Richard Wagner gehört vielleicht zu den Unergründlichkeiten der Angela Merkel. Ansonsten ist und isst sie nah bei die Leut: Gern Kartoffelsuppe mit Würstchen, gern Buletten; Streuselkuchen mag sie auch; und wenn sie (selten genug) Zeit hatte, ging sie auch als Kanzlerin zum Einkaufen. Sie wird jetzt mehr Zeit haben. Und sie wird aber wohl auch, wie bisher, kein Buhei darum machen.

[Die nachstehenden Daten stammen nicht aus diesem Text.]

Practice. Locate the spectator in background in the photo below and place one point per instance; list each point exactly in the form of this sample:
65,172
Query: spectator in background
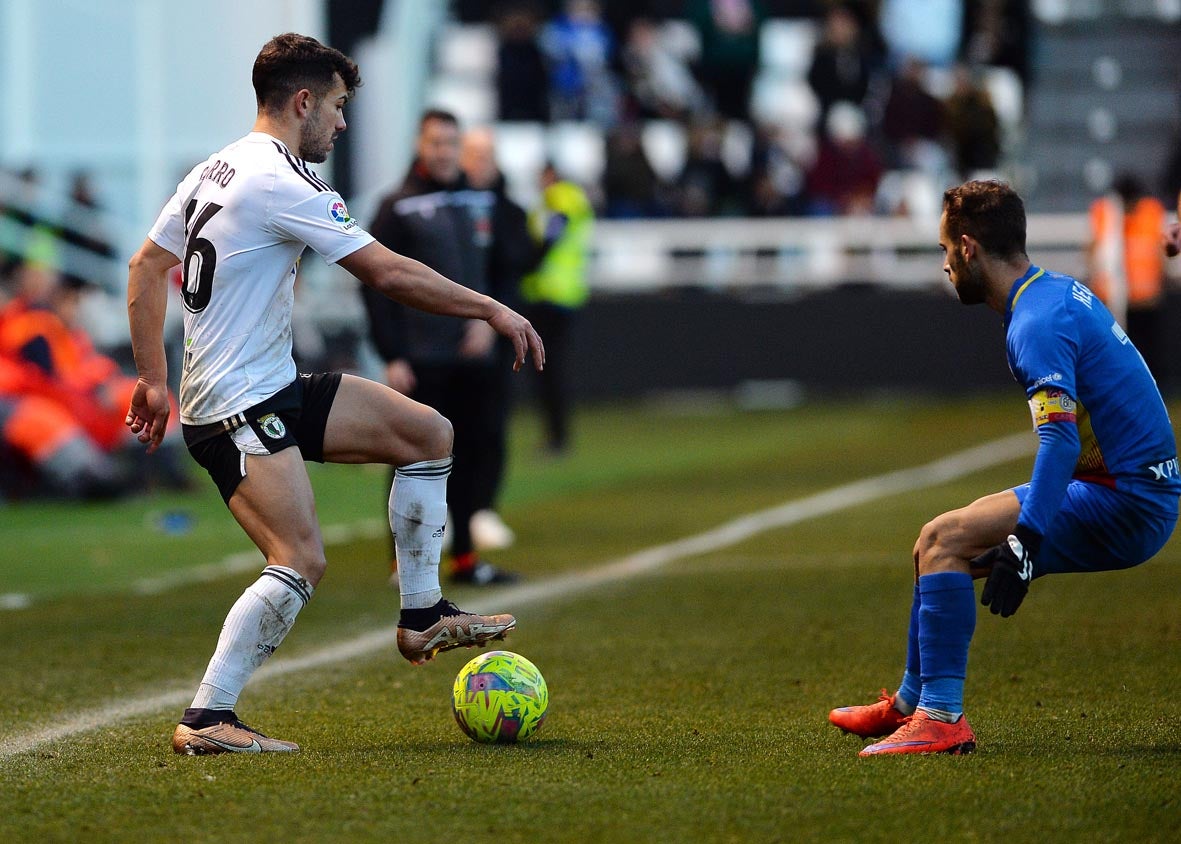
444,362
997,33
913,122
972,125
44,449
513,254
50,357
631,187
730,51
841,65
83,228
580,50
555,292
1172,177
659,84
521,65
926,30
847,170
705,187
777,177
1127,266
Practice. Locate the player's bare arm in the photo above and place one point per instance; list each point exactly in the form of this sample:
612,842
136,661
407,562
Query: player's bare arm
147,305
411,282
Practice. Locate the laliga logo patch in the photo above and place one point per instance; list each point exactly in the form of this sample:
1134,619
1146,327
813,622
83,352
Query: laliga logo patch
339,215
273,426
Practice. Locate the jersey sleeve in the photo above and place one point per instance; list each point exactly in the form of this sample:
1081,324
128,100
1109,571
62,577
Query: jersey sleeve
168,230
324,223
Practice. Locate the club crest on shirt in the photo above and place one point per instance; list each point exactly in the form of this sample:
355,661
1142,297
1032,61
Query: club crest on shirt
273,426
339,214
1052,405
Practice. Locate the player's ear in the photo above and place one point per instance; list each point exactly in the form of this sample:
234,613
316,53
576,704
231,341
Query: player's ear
304,102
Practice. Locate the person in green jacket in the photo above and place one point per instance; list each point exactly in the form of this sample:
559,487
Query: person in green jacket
553,294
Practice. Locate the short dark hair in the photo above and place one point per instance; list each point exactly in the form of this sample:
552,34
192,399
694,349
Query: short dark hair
291,61
989,211
441,115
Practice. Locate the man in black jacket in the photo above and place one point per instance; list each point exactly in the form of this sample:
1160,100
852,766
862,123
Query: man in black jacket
447,364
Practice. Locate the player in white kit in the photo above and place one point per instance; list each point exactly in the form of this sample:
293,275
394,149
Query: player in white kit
237,224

Angela Merkel hat Fehler gemacht, viele Fehler: Als CDU-Parteichefin, es war noch zu Kanzler Schröders Zeiten, wollte sie deutsche Soldaten in den Irak-Krieg schicken. Beim Atomausstieg schlug sie Volten. In der Eurokrise spielte sie, Schäuble folgend, die Rolle der Zuchtmeisterin in Europa. Die Fehler haben ihr lange nicht geschadet. Und: Sie hat immer Haltung gezeigt, auf der Bühne des CSU-Parteitags genauso wie auf der Bühne der Europäischen Union. Sie ist über die Alltagspolitikerin hinausgewachsen, ist in der Welt zur Personifizierung deutscher Zuverlässigkeit geworden. Sie ist Frau Staatsmann geworden, sie war, sie ist die erste deutsche Staatsfrau. Dieses kleine Pathos sei an diesem Wahlsonntag erlaubt.

Füttern, beißen, klagen

Kurz vor der Bundestagswahl, bei einem Besuch in ihrem bisherigen Wahlkreis, hat Merkel eine Erfahrung gemacht, von der ihr Vorgänger Helmut Kohl oft und klagend berichtet hat: Dass seine Hand, die gefüttert hat, von den Gefütterten gebissen wird. Helmut Kohl hat das über Männer wie Weizsäcker, Geißler und Blüm gesagt, über Politiker also, die er einmal gefördert hatte, die ihn dann begleitet und gestützt hatten, ihm aber nicht so bedingungslos treu ergeben waren, wie er das erwartet und verlangte. "Verräter" waren das dann für ihn. Merkel konnte das nicht passieren; Männer hat sie nämlich nicht gefüttert. Frauen schon eher. Die haben aber dann nicht gebissen. In die Hand gebissen hat sie nun, ganz am Schluss ihrer politischen Laufbahn, ein Papagei im Vogelpark Marlow, dem sie Futter im Pappbecher hingehalten hatte. Und so teilt Angela Merkel am Schluss ihrer Bundeskanzler-Zeit noch eine Erfahrung mit Helmut Kohl, dem einst sie (mit ihrem berühmten, bösen FAZ-Artikel vom Dezember 1999) in die Hand gebissen hat. Das war der Beginn ihrer Karriere. Ein Biss steht am Anfang, ein Biss am Ende der Merkel-Zeit.